We checked out nearby restaurants, but ultimately decided that First Watch was worth starving for. Finally after the hostess’s surprisingly accurate wait-time prediction, I received a text stating our table was ready. I noticed I was irritable and anxious as we entered the restaurant. People were in our way and my son wasn’t being assertive enough. I opened doors and pushed through the crowd. We sat. Our waters, juice, and coffee arrived. With it also came reflection and self-awareness. Being hungry was not an excuse for being a jerk.
I apologized to Wes for treating him harshly as we entered the First Watch lobby and told him how thankful I was that his mom had taught us to recognize our feelings, accept them, sit with them, and move forward with them.
This is a short and simple snapshot of Sarah’s impact on me.
Without 6,400 hundred days spent with my loving partner, who knows what irrational response Hanger would have festered that day. I’m fairly certain it would have been internalized frustration and anger, blaming all of the circumstances we had no control over that day.

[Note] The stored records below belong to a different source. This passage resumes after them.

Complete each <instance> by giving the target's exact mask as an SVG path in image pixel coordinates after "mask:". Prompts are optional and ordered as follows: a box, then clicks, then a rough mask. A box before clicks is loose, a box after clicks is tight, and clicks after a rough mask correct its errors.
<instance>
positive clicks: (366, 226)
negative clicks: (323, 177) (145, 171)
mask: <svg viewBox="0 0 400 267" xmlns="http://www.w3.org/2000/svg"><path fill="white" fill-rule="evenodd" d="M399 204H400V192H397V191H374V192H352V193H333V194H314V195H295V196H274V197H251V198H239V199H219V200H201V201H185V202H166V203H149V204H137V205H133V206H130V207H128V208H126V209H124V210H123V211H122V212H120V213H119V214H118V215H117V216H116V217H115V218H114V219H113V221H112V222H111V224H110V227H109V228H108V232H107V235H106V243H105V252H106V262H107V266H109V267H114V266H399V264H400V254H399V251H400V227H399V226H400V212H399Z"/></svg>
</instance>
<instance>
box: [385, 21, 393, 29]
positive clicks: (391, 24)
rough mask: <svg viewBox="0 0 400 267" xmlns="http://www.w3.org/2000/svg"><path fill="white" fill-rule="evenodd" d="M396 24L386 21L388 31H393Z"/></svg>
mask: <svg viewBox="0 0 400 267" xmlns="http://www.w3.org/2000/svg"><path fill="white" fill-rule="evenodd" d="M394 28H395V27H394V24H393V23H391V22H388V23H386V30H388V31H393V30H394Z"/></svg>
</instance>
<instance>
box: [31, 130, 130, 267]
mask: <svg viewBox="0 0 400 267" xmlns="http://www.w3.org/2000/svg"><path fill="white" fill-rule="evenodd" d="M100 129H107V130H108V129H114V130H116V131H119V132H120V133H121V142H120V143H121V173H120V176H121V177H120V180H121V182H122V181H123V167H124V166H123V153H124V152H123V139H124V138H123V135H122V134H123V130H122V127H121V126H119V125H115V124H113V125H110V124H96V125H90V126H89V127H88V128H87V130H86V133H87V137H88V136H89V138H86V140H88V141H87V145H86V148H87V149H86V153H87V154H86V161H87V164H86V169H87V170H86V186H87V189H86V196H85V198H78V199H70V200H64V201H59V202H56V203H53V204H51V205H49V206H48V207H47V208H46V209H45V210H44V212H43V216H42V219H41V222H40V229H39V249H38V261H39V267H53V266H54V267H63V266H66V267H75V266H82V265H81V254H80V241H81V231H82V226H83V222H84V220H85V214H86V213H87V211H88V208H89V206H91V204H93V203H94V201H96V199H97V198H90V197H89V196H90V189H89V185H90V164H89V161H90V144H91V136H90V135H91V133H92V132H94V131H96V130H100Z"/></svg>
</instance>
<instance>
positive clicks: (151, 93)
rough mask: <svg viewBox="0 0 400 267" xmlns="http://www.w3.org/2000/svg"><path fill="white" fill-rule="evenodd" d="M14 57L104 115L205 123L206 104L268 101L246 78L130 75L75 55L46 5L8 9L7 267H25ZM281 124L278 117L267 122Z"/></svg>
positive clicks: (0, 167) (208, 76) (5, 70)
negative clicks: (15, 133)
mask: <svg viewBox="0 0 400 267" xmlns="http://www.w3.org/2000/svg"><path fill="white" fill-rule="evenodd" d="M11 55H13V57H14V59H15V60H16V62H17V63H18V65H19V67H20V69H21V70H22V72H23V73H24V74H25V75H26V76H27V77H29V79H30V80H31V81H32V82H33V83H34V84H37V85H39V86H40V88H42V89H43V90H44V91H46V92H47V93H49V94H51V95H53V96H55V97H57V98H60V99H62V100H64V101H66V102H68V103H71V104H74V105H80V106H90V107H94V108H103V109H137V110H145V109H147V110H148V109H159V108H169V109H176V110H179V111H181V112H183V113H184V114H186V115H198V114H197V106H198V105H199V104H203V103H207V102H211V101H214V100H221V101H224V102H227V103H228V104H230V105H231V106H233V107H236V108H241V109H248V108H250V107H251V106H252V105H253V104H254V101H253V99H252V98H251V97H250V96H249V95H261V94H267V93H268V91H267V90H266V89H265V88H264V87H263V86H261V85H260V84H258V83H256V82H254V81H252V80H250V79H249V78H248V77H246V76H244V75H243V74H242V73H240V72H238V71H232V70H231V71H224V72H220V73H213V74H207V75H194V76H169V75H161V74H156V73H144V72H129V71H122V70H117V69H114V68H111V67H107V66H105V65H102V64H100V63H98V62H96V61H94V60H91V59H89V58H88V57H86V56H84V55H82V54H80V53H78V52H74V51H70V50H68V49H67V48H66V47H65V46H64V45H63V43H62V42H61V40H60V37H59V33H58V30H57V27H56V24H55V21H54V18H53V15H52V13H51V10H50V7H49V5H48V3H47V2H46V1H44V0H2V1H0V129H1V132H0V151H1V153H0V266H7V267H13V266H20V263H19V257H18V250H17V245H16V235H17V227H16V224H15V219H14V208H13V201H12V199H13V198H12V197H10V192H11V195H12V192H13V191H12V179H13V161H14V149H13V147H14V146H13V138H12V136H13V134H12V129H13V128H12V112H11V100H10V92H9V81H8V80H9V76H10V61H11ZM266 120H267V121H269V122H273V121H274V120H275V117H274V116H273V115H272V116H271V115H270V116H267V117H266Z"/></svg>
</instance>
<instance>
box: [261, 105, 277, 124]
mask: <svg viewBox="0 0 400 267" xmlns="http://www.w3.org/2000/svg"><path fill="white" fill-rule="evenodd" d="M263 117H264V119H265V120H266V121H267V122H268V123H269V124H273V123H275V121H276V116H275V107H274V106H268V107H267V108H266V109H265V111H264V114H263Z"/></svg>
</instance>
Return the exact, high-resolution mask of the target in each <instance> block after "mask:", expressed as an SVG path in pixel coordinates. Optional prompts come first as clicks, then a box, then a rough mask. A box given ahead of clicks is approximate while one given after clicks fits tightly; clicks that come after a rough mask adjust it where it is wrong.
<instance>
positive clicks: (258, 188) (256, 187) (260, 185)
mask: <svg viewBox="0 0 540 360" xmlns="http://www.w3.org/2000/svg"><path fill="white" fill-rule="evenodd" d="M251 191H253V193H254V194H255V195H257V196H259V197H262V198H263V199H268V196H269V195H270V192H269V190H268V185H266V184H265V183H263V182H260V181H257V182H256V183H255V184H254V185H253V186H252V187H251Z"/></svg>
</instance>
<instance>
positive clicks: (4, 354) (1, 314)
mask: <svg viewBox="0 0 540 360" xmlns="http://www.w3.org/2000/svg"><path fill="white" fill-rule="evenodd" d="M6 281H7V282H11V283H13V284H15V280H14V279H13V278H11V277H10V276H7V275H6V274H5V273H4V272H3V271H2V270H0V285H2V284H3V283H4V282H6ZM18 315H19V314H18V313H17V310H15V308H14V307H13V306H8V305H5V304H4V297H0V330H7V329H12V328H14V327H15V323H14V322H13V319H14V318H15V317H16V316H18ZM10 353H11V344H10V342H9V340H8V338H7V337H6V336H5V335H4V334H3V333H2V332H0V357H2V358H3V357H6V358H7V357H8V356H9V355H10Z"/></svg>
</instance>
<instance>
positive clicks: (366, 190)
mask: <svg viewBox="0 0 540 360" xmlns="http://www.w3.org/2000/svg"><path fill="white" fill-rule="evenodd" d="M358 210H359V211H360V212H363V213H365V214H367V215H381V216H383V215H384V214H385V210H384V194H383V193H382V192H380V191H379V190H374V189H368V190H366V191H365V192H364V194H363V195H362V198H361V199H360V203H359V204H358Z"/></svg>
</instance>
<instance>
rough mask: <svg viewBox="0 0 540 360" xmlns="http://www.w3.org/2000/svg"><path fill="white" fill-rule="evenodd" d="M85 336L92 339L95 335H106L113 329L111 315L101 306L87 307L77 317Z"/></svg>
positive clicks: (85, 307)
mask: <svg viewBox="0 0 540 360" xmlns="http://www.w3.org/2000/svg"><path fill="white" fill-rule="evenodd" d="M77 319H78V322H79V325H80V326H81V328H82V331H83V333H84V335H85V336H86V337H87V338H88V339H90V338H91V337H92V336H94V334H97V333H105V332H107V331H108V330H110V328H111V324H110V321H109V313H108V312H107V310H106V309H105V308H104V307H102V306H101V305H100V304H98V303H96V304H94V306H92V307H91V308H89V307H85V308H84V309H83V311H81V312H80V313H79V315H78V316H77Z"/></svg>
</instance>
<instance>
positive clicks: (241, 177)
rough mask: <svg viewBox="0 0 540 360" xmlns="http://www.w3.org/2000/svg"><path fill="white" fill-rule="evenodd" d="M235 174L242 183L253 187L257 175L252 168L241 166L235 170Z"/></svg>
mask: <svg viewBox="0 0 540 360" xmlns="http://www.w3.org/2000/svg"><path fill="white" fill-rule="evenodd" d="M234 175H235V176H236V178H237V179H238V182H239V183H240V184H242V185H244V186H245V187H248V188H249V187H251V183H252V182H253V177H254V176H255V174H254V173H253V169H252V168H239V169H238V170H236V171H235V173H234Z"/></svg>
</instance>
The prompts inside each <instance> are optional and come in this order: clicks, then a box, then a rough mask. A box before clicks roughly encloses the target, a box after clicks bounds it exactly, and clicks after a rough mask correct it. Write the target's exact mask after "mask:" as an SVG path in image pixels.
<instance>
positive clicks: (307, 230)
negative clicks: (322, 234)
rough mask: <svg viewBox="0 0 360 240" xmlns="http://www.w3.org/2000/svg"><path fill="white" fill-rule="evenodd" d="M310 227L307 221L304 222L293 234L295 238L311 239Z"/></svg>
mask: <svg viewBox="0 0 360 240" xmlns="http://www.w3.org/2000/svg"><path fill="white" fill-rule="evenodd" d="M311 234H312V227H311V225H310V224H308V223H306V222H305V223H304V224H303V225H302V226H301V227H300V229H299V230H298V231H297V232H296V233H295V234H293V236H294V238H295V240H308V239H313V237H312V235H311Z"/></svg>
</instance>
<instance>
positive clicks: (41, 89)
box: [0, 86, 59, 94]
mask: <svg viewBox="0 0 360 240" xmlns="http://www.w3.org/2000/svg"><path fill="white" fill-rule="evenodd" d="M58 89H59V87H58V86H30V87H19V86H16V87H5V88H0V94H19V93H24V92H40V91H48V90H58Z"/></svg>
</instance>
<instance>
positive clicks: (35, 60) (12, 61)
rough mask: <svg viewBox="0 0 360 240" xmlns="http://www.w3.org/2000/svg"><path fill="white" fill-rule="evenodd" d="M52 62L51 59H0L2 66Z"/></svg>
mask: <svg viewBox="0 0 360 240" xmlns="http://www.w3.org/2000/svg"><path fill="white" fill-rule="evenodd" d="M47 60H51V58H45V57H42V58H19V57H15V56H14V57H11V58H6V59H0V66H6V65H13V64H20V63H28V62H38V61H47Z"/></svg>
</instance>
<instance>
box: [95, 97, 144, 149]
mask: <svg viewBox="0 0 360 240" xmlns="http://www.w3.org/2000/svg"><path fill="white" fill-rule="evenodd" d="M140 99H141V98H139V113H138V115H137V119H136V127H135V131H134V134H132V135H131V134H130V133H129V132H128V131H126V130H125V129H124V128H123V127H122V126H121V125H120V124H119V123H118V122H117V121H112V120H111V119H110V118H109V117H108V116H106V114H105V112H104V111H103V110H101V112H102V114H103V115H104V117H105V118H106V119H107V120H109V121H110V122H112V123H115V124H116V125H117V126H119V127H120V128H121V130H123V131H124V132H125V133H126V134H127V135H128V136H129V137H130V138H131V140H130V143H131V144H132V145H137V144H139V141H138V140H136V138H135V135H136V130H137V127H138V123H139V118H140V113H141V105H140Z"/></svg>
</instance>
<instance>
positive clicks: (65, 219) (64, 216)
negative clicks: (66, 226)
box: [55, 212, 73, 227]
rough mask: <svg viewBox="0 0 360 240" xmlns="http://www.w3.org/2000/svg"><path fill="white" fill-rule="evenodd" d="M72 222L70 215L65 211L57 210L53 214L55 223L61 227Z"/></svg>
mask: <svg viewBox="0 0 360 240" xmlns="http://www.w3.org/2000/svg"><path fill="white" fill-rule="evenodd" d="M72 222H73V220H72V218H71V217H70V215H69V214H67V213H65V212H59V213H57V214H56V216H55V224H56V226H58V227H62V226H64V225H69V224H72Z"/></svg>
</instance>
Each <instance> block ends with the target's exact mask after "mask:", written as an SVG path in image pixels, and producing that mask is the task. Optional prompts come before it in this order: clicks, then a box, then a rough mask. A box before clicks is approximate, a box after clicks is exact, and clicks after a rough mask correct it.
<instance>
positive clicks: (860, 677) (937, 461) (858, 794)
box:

Maybe I would have even blamed Sarah for suggesting we go out to eat for brunch on a holiday. How dare she suggest such a thing!
You see, Sarah keeps making my life better.
Sarah safeguards our marriage, relentlessly. Good partners ask tough questions. Like just yesterday over dinner she asked me, “How would you define passion?” Then she followed it up with, “So what are you currently passionate about?”
Unfortunately she’s married to a man whose response was, “Depending on your definition, I’m not sure I am passionate about anything.”
It’s remarkable that Sarah can ask peeling questions and also be so easy to be with. She prompts us to go to bed early, so we can simply read our books side by side. We take a lot of walks through the neighborhood together, so much so that neighbors joke that we record a street blotter.
The words on this screen don’t do her justice, so If you ever get the chance, ask Sarah what she thinks of the weather. You won’t end up talking about the weather and you’ll be thankful for the dreary winter day that gave you a life changing conversation starter.
(For the record, I did not write this in hopes that Sarah will approve my purchase of a new golf club. Although if this piece does produce a driver or putter, every look at that new golf club would be a testament to the abundant ways she makes my life better!) 😉
This is a great idea to think of those that have influenced my life and how my life is different because it’s them
Awwwww I am so proud and blessed to have Sarah as my daughter, and also blessed that she has a husband who acknowledges how special she is! If I have something to say about it—-you definitely deserve that new golf club! I love you both soooooo much! Pam
What a beautiful reflection! Thank you for taking time to share your insights with others.